Em uma decisão histórica após mais de duas décadas de negociações, o governo da China anunciou o reconhecimento do status sanitário de todo o território brasileiro como livre de febre aftosa. A medida chancela internacionalmente o sistema de defesa agropecuária do Brasil, que já havia sido reconhecido como zona livre da doença sem vacinação pela Organização Mundial de Saúde Animal (OMSA).

 “Iniciamos 2026 com o reconhecimento, pela China, do status de país livre de encefalopatia espongiforme bovina (EEB) para a carne bovina brasileira e, agora, recebemos com grande satisfação a notícia do reconhecimento do status de livre de febre aftosa sem vacinação. Esse reconhecimento sanitário é fundamental para avançarmos nas discussões técnicas relacionadas a diversos produtos das cadeias bovina e suína, permitindo a diversificação do portfólio exportado e contribuindo para melhorar o desempenho econômico dessas cadeias produtivas”, destacou o secretário de Defesa Agropecuária do Mapa, Carlos Goulart.

Os efeitos da decisão serão imediatos e significativos, principalmente para para a suinocultura. Até então, apenas o estado de Santa Catarina possuía essa autorização específica junto aos chineses.

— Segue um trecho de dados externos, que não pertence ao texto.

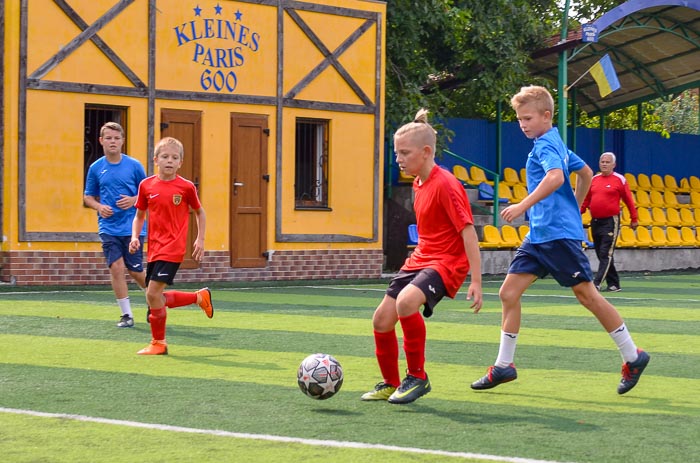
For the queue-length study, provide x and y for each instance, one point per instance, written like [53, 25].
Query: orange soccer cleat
[156, 347]
[204, 301]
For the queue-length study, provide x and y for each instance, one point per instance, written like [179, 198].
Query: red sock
[413, 328]
[178, 298]
[157, 318]
[387, 351]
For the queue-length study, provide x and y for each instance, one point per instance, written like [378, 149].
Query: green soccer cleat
[381, 391]
[411, 388]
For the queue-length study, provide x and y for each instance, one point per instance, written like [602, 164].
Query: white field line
[271, 438]
[355, 288]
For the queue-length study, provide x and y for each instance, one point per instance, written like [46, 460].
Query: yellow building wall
[55, 120]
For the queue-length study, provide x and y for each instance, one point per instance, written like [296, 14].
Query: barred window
[311, 164]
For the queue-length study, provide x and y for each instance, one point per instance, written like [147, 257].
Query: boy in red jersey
[447, 247]
[168, 198]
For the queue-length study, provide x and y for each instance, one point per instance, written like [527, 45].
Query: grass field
[73, 390]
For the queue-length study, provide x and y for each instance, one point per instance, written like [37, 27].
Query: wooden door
[249, 183]
[186, 126]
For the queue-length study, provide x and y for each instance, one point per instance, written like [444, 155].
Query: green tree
[458, 58]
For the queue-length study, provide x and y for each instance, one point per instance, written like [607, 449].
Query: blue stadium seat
[486, 193]
[412, 234]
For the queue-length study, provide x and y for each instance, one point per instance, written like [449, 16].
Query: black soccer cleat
[495, 376]
[631, 371]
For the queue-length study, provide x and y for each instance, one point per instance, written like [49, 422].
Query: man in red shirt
[448, 248]
[603, 199]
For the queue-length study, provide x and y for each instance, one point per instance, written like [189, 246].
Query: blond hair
[112, 126]
[170, 141]
[534, 95]
[609, 153]
[420, 130]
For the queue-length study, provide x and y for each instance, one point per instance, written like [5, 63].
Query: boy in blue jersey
[111, 187]
[553, 245]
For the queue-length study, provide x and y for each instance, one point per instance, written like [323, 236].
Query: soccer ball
[320, 376]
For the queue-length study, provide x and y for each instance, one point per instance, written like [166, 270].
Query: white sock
[506, 351]
[627, 347]
[125, 306]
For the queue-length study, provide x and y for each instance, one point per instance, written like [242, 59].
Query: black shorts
[427, 280]
[162, 271]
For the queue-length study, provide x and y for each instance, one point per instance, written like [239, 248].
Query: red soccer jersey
[168, 204]
[442, 212]
[603, 199]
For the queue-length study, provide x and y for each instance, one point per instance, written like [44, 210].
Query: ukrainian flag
[605, 76]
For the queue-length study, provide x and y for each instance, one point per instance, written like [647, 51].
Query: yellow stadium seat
[658, 217]
[671, 184]
[673, 217]
[493, 239]
[656, 199]
[510, 177]
[586, 217]
[642, 199]
[694, 183]
[519, 193]
[644, 237]
[625, 217]
[684, 186]
[510, 235]
[658, 237]
[461, 173]
[627, 238]
[687, 219]
[477, 175]
[644, 182]
[631, 181]
[688, 237]
[645, 218]
[523, 230]
[657, 182]
[673, 237]
[504, 192]
[695, 199]
[670, 200]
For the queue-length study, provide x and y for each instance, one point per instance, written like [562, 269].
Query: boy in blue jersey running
[111, 187]
[553, 245]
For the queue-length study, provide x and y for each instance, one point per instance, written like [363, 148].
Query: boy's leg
[510, 294]
[416, 383]
[634, 360]
[201, 297]
[157, 318]
[386, 349]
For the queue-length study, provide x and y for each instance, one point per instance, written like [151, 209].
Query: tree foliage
[458, 58]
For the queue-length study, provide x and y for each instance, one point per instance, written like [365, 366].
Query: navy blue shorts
[563, 259]
[162, 271]
[116, 247]
[427, 280]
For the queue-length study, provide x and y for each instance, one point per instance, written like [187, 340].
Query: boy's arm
[553, 179]
[136, 227]
[198, 250]
[471, 246]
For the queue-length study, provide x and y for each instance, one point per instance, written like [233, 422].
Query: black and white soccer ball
[320, 376]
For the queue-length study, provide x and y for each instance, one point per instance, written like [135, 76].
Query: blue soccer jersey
[557, 216]
[109, 182]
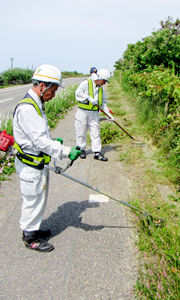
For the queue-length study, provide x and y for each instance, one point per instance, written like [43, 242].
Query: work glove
[111, 119]
[59, 140]
[74, 153]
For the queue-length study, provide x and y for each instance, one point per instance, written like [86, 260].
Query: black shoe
[38, 245]
[83, 154]
[100, 156]
[38, 234]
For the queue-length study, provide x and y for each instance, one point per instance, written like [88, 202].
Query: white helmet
[104, 74]
[48, 73]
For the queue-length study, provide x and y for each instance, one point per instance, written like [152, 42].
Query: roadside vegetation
[148, 80]
[23, 76]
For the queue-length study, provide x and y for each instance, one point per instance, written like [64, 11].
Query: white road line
[6, 100]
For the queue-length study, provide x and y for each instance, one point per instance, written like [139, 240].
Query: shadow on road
[68, 214]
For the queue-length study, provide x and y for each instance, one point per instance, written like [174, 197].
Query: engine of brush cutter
[6, 143]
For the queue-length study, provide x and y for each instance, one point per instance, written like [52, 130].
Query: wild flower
[158, 295]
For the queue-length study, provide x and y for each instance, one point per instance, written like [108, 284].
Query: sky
[75, 35]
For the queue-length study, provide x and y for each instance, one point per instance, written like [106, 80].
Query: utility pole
[11, 59]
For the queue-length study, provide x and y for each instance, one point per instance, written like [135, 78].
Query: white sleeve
[31, 131]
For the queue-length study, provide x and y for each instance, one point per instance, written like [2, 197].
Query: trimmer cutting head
[146, 219]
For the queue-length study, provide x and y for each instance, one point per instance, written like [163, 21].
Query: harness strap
[26, 158]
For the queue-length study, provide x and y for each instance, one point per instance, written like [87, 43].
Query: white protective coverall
[88, 119]
[31, 132]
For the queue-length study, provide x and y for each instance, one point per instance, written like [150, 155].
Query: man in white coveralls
[32, 136]
[89, 93]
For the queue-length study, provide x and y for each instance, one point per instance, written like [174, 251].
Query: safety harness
[26, 158]
[88, 105]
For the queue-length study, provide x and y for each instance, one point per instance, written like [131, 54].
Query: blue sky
[75, 35]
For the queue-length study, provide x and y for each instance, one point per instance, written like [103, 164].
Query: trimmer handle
[70, 163]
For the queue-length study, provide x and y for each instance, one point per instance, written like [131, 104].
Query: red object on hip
[6, 140]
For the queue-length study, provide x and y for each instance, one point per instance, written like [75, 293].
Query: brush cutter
[145, 217]
[134, 141]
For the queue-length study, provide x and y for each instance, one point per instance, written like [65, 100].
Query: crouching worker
[32, 136]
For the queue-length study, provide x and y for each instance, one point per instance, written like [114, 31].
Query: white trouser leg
[34, 185]
[95, 131]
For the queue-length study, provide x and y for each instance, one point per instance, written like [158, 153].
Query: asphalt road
[9, 97]
[94, 255]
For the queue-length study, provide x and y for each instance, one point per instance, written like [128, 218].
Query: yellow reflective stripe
[47, 76]
[90, 87]
[100, 95]
[89, 106]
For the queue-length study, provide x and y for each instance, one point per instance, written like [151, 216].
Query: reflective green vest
[27, 159]
[89, 105]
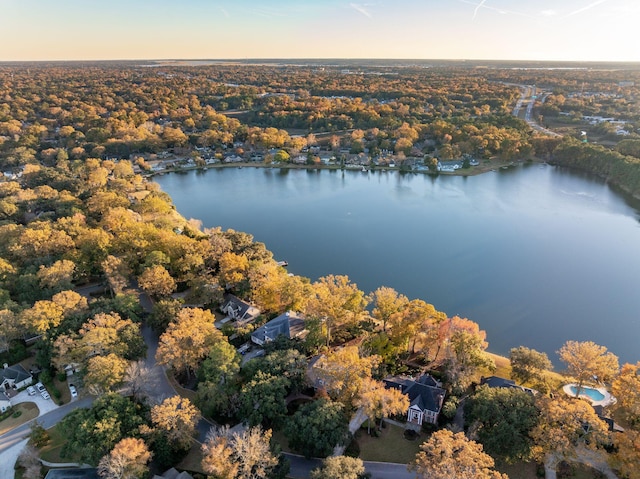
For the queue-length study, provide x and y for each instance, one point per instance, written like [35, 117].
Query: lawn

Com a mudança, frigoríficos já habilitados em estados como Rio Grande do Sul, Mato Grosso e Goiás poderão solicitar a ampliação de escopo para enviar carne suína com osso e miúdos externos. De acordo com a Associação Brasileira de Proteína Animal (ABPA), a expectativa é de um aumento superior a 40 mil toneladas anuais nos embarques do setor.

Além do mercado de suínos, o novo panorama traz forte otimismo para a cadeia de carne bovina. Entidades como a Abiec e a Abrafrigo destacaram que a medida traz maior previsibilidade e segurança jurídica para o comércio com o país asiático — principal destino do produto brasileiro —, cujo faturamento no agronegócio geral superou os US$ 50 bilhões em 2025. O

Mapa projeta que o avanço agilizará as tratativas para incluir miúdos bovinos nas cotas de exportação e abrir o mercado de alto valor agregado para o cálculo biliar, muito demandado pela medicina tradicional chinesa.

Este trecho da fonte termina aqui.